エージェント型 AI は、人間の指示を待つのではなく、目標に向かって自律的に計画を立て、複数のシステムを連携させながら業務を完結させます。例えば、顧客からの問い合わせに対して、単に回答するだけでなく、必要に応じて支払い処理や配送手配、関連部署への連絡まで一貫して行うことができるものとなります。

重要なのは、このエージェント型 AI を導入する際に、既存の業務プロセス自体を根本から見直すことです。従来の流れに AI を組み込むだけでは 5〜10% 程度の改善しか期待できませんが、 AI の特性を活かしてプロセス全体を再設計すれば、 80% の業務の自動化を実現することや、処理時間に関しても 60〜90% の短縮が可能となります。

実際に、ある大手銀行では信用調査業務にエージェント型 AI を導入し、 10 以上の異なるシステムからデータを自動収集して報告書の初稿を作成する仕組みを構築したとのこと。

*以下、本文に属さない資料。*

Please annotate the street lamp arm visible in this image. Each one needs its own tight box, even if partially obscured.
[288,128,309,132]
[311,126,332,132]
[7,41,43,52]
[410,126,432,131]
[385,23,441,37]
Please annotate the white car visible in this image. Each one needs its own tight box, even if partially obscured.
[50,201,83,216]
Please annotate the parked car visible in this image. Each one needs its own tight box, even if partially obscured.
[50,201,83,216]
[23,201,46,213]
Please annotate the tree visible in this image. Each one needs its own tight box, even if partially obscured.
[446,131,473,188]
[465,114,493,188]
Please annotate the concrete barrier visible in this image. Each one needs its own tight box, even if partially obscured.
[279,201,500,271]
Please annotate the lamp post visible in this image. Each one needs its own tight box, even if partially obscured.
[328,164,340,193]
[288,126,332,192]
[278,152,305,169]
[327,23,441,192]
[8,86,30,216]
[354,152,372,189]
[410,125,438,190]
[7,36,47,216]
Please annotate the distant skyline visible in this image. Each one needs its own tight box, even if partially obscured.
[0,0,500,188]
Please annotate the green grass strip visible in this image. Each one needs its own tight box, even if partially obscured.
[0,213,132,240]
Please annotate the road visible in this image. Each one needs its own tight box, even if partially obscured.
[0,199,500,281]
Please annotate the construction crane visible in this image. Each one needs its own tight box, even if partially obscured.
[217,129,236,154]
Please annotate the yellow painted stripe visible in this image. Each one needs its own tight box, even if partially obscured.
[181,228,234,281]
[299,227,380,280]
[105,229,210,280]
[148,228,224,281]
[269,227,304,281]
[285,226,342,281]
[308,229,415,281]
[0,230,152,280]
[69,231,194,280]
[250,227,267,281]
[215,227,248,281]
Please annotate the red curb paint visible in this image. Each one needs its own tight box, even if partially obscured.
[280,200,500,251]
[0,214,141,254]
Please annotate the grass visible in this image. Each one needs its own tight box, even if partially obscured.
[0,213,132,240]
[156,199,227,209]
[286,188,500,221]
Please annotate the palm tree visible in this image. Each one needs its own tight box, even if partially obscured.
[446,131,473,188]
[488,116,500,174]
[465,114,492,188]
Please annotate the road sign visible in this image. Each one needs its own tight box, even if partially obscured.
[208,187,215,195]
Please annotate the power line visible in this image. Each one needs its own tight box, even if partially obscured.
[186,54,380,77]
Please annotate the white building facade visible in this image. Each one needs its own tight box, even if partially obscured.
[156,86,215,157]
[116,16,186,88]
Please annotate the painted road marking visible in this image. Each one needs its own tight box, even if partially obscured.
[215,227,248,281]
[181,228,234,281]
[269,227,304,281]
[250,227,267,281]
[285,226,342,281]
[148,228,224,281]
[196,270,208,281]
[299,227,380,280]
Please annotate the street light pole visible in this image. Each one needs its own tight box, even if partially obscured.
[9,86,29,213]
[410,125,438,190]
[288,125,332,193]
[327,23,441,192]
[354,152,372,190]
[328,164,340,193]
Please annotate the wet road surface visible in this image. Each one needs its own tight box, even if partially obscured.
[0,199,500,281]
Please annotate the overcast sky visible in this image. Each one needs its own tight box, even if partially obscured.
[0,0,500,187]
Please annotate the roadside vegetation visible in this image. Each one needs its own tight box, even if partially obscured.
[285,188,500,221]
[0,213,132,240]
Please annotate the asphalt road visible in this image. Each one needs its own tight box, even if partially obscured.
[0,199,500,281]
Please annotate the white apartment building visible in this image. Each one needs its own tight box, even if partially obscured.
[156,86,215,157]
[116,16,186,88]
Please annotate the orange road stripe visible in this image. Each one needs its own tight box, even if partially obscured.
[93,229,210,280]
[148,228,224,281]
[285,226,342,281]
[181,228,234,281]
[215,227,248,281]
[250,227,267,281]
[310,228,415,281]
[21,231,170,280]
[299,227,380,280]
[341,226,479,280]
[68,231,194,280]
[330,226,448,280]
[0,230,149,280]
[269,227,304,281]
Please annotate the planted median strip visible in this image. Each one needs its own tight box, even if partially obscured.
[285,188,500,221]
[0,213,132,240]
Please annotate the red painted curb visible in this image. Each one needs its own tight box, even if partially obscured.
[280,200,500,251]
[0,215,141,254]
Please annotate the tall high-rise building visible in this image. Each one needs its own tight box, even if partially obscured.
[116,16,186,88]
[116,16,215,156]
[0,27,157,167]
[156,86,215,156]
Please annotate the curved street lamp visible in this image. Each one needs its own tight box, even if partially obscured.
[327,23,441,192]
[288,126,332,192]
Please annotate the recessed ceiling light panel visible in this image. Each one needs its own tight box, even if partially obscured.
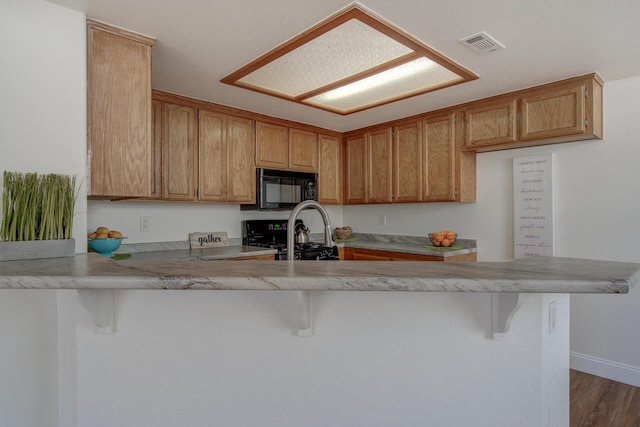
[221,5,477,114]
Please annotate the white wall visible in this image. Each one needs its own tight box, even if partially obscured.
[344,77,640,386]
[0,0,86,427]
[76,291,569,427]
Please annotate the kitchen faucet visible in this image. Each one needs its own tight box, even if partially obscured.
[287,200,335,260]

その結果、処理時間を 30% 短縮し、チーム全体の生産性を 60% 向上させることに成功しています。

McKinsey は、こうした変革を成功させるには CEO をはじめとする経営陣の強いリーダーシップが不可欠だと強調しています。 AI 導入を IT 部門任せにするのではなく、経営戦略の中核に位置づけ、組織全体で取り組む必要があります。

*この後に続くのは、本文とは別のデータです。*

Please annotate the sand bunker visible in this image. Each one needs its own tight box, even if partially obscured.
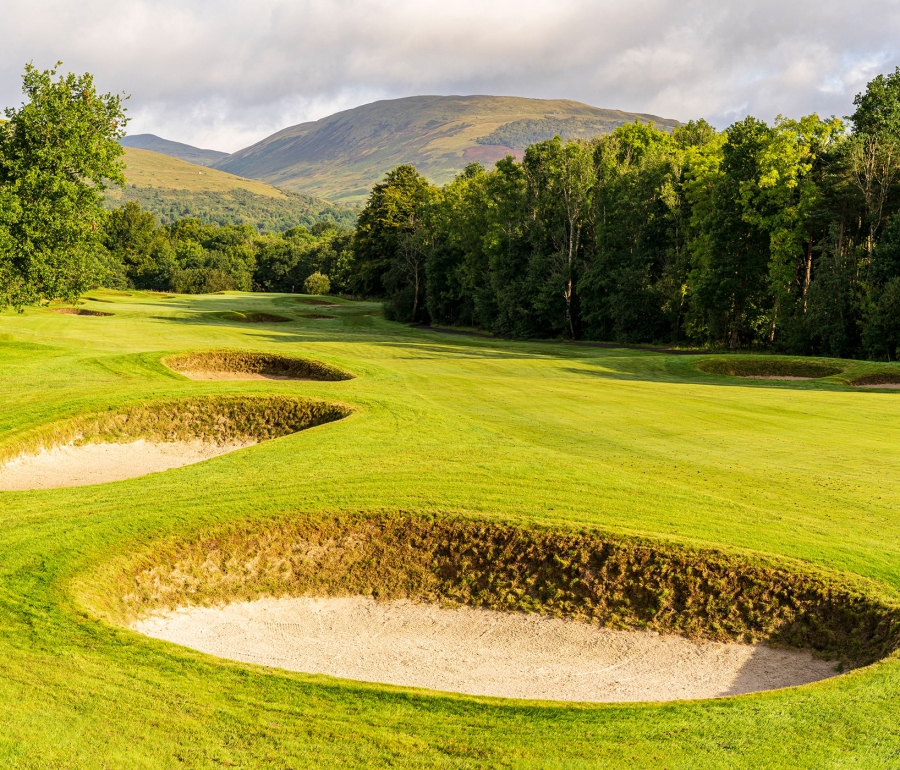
[132,597,835,702]
[50,300,115,316]
[163,350,352,382]
[0,439,255,492]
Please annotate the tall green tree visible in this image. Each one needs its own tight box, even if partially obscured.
[0,64,126,307]
[352,165,433,307]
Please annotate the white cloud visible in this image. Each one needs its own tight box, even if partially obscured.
[0,0,900,150]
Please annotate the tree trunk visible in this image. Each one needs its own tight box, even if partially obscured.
[803,235,812,313]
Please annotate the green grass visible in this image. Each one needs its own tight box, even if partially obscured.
[0,292,900,769]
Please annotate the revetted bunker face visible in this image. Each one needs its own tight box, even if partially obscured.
[118,514,900,666]
[697,356,843,380]
[163,350,353,382]
[50,307,115,316]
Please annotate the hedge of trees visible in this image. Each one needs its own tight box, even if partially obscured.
[351,68,900,358]
[102,202,353,294]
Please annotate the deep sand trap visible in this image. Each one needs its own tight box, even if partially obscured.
[132,597,835,702]
[0,439,255,492]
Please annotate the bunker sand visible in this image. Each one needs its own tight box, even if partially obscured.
[0,439,255,492]
[132,597,835,702]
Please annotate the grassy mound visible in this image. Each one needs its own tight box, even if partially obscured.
[163,350,353,382]
[110,514,900,665]
[50,308,115,316]
[697,356,843,379]
[0,396,351,462]
[213,310,293,324]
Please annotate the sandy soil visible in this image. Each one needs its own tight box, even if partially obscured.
[173,369,300,380]
[737,374,817,380]
[0,440,252,492]
[133,597,835,702]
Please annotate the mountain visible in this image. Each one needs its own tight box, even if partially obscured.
[119,134,228,166]
[107,147,356,232]
[215,96,679,202]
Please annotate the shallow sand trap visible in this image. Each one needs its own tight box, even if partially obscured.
[132,597,835,702]
[0,439,255,492]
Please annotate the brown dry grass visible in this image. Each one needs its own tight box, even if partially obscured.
[0,396,351,462]
[102,514,900,665]
[163,350,353,382]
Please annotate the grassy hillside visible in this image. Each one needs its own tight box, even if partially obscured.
[216,96,677,201]
[0,292,900,770]
[119,134,228,166]
[107,148,356,232]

同社は「競合他社がエージェント型 AI を活用して 1 か月の仕事を 1 日で完了するような時代が来る」と警告し、今行動を起こさなければ大きく遅れを取ることになると述べています。 AI 投資を真の成果につなげるためには、小手先の改善ではなく、業務プロセスの根本的な変革が求められているのです。


筆者の視点:McKinseyが今回発表したレポート「Seizing the Agentic AI Advantage」については、同社のコンサルティングサービスの宣伝という側面が強いため、内容を割り引いて考える必要があります。つまり「エージェント型AIの導入が必要なので、当社にご相談ください」というメッセージが込められていますので・・。

しかし、このレポートが指摘するように、多くの企業がAIを導入し始めているにもかかわらず、業務効率の目に見える改善や、収益性の劇的な向上といった成果を聞くことは稀です。こうした「GenAI Paradox」によって、投資家の中に AI の費用対効果に関して懐疑的な見方をする人が増えてきているのも事実です。

また、同じくレポートが指摘するように、今後、エージェント型 AI の登場によってそうした状況が好転するという期待もあり、AI 開発企業もその開発に力を入れています。ただ、正直なところ、目立った成果はまだこれからというところです。